La cueva era cada vez más clara y húmeda. De pronto, doblaron una esquina y Corbett estuvo casi a punto de lanzar un jadeo de alivio al vez la luz del sol penetrando a través de la boca de la cueva. En cuanto salieron del pasadizo, el escribano miró a su alrededor y vio a su espalda los escarpados peñascos de Neath y, más allá de la arena y los guijarros, la vasta extensión del mar bajo un claro cielo azul. Maeve se detuvo y señaló la orilla.

— Si seguís la línea de las rocas, llegaréis a una pequeña aldea de pescadores. -Se quitó del dedo una sortija en forma de cruz celta y se la entregó a Corbett-. Entregádsela a Griffith el pescador.

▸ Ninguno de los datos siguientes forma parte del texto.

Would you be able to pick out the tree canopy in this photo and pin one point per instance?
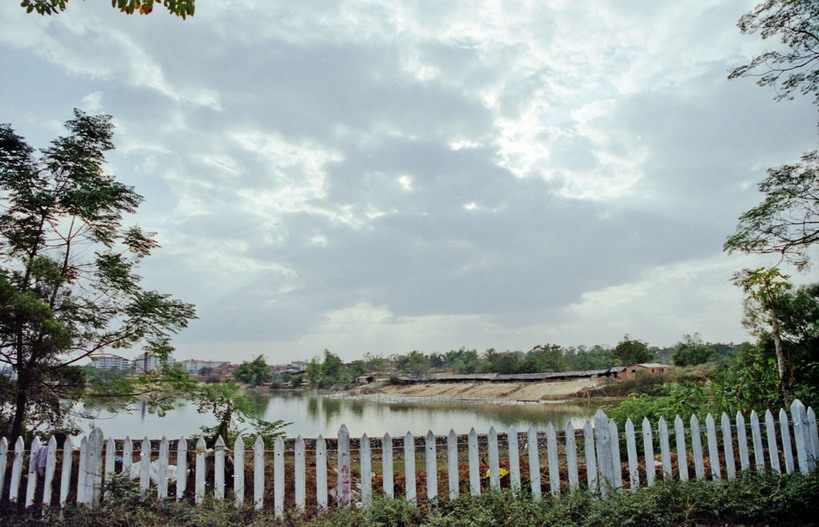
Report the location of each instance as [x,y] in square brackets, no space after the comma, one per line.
[181,8]
[68,282]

Decidle que os la he dado yo. Él os llevará bordeando la costa hasta Bristol.

— Maeve, ¿no queréis ir con nosotros?

— ¡Debéis iros, Hugo, os lo ruego! Ése es el único medio. Los hombres de mi tío os perseguirían y os darían alcance.

Corbett tomó su mano y la miró sonriendo.

— ¿Y lord Morgan no controla a los pescadores de los mares?

— No -contestó Maeve-. Debéis saber que tales derechos se los cedió vuestro rey al conde de Richmond. Mi tío está negociando para adquirirlos. ¿Por qué? ¿Sucede algo? -preguntó al ver la sorprendida mirada de Corbett.

— Nada -contestó Corbett en un susurro-. Nada en absoluto.

— Pues entonces debéis iros -dijo la joven, estampando un suave beso en su mejilla antes de dar media vuelta para retirarse.

— Maeve -dijo Corbett, sacándose del dedo la sortija de su difunta esposa-.¡Tomadla y no me olvidéis!

Maeve asintió con la cabeza, tomó la sortija y se alejó en silencio hacia el pasadizo.